Ketentuan itu ditetapkan dalam Peraturan Menteri Keuangan (PMK) Nomor 129 Tahun 2023 tentang Pemberian Pengurangan Pajak Bumi dan Bangunan. PMK ini berlaku setelah 30 hari terhitung sejak tanggal diundangkan pada 30 November 2023.
“Menteri dapat memberikan Pengurangan Pajak Bumi dan Bangunan kepada subjek pajak yang dikenakan kewajiban membayar pajak sehingga menjadi wajib pajak menurut Undang-Undang Pajak Bumi dan Bangunan,” dikutip dari Pasal 2 ayat 1 PMK 129/2023, Kamis (14/12/2023).
Menteri keuangan melimpahkan kewenangan pemberian pengurangan PBB dalam bentuk delegasi kepada Direktur Jenderal Pajak, dan pengurangan PBB itu diberikan berdasarkan permohonan wajib pajak atau secara jabatan.
Pengurangan PBB berdasarkan permohonan wajib pajak dapat diberikan karena kondisi tertentu Objek Pajak yang ada hubungannya dengan subjek pajak atau dalam hal Objek Pajak terkena bencana alam atau sebab lain yang luar biasa.

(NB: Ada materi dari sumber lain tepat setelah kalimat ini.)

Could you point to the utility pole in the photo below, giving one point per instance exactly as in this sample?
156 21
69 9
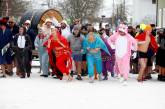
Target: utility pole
7 8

Objek Pajak yang dimiliki, dikuasai, dan/ atau dimanfaatkan oleh wajib pajak meliputi Objek Pajak sektor perkebunan; sektor perhutanan pada hutan alam, selain areal produktif; dan hutan tanaman; sektor pertambangan minyak dan gas bumi, selain tubuh bumi eksploitasi yang mempunyai hasil produksi.
Lalu ada sektor pertambangan untuk pengusahaan panas bumi, selain tubuh bumi eksploitasi yang mempunyai hasil produksi; sektor pertambangan mineral atau batubara, selain tubuh bumi operasi produksi yang mempunyai hasil produksi; dan sektor lainnya, selain perikanan tangkap dan pembudidayaan ikan yang terdapat hasil produksi.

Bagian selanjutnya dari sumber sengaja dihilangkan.